Many of the same ideas should be applied to long-term strategy building. In creating business plans, companies must look far down the road from where an industry is today and identify, as accurately as possible, where it is heading. The more an organization’s leaders practice foresight, the better they can plan for successful outcomes.  

Opportunities beyond “new and improved”

The upside to fiercer competition is that it challenges companies to explore new opportunities that they might have missed in more complacent times. Those with the inventiveness and initiative to quickly pursue them can enjoy remarkable growth.

In many mature industries, the traditional strategies for growth – for example, gains in market share brought on by product improvements – are no longer effective. In such industries, the path to sustained growth often involves a move into adjacent opportunities – new products or services that border its current offerings or that appeal to the same customer base.

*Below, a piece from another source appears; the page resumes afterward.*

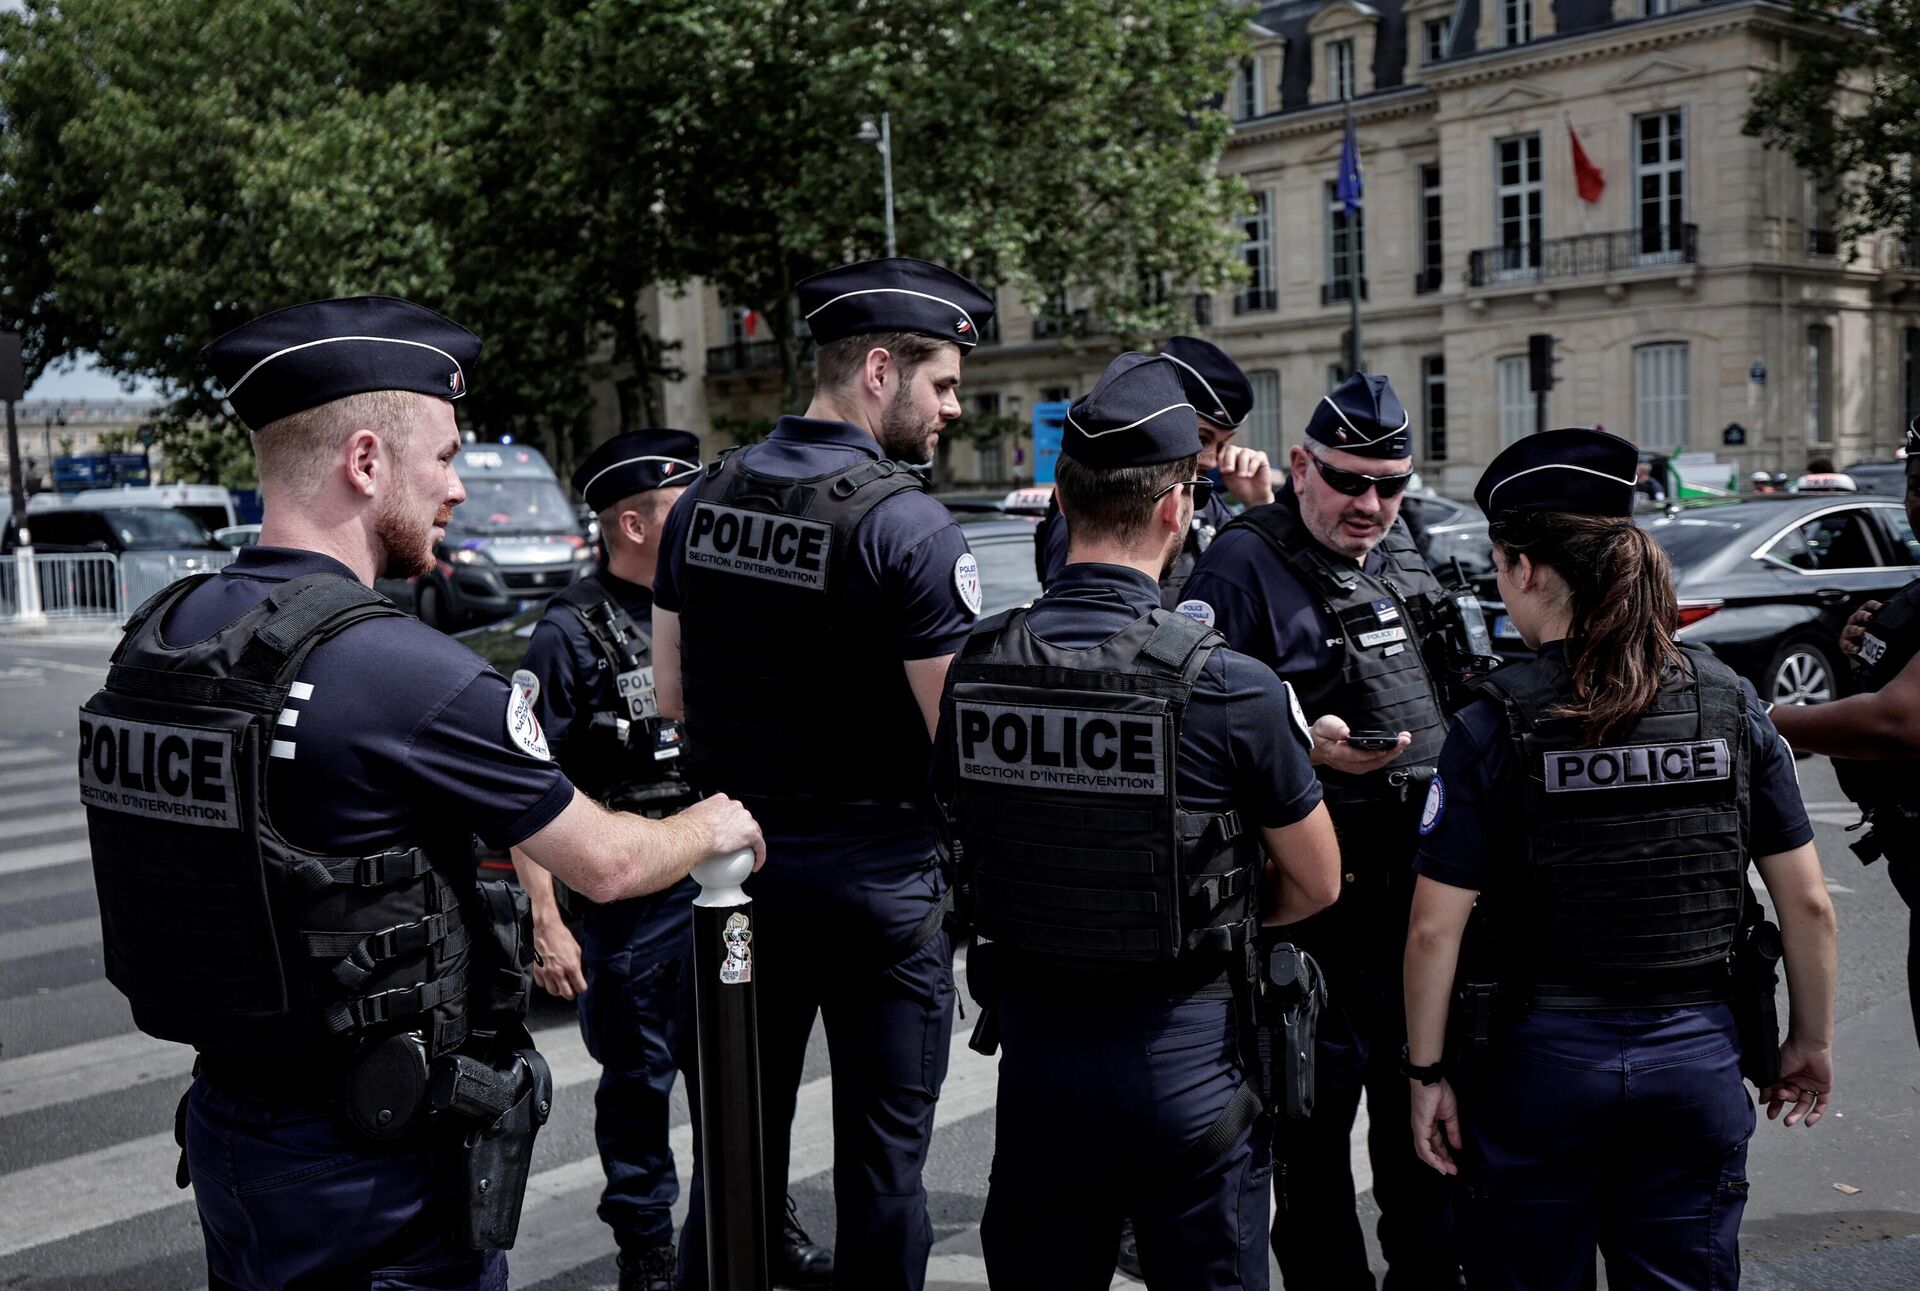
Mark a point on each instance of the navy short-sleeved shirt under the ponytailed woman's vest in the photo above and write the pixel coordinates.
(1472, 839)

In order to succeed, such endeavors must be highly relative to a company’s core business. The closer they are to complementing the core, the better the chances for success. If an organization strays to far from its base, it’s in danger of diluting both its resources and its focus as it struggles to create and leverage the necessary synergies.

Building a better product may not be a viable option, but making life better for customers almost always is. The best growth opportunities involve finding new ways to help customers grow their own businesses or enlisting suppliers as new customers.  For instance, a manufacturing company might explore opportunities to contract its services to customers or suppliers.

The new keys to success: Conditioning and readiness

Intense competition and evolving technologies make long-term growth an increasing challenge. Getting there requires both a conditioning of corporate capabilities to deal with change and a readiness for adjacent action.

The companies that thrive in the future will be the ones that foster the characteristics and cultivate the opportunities to capitalize on the next major market shift – whatever it is, and whenever it comes.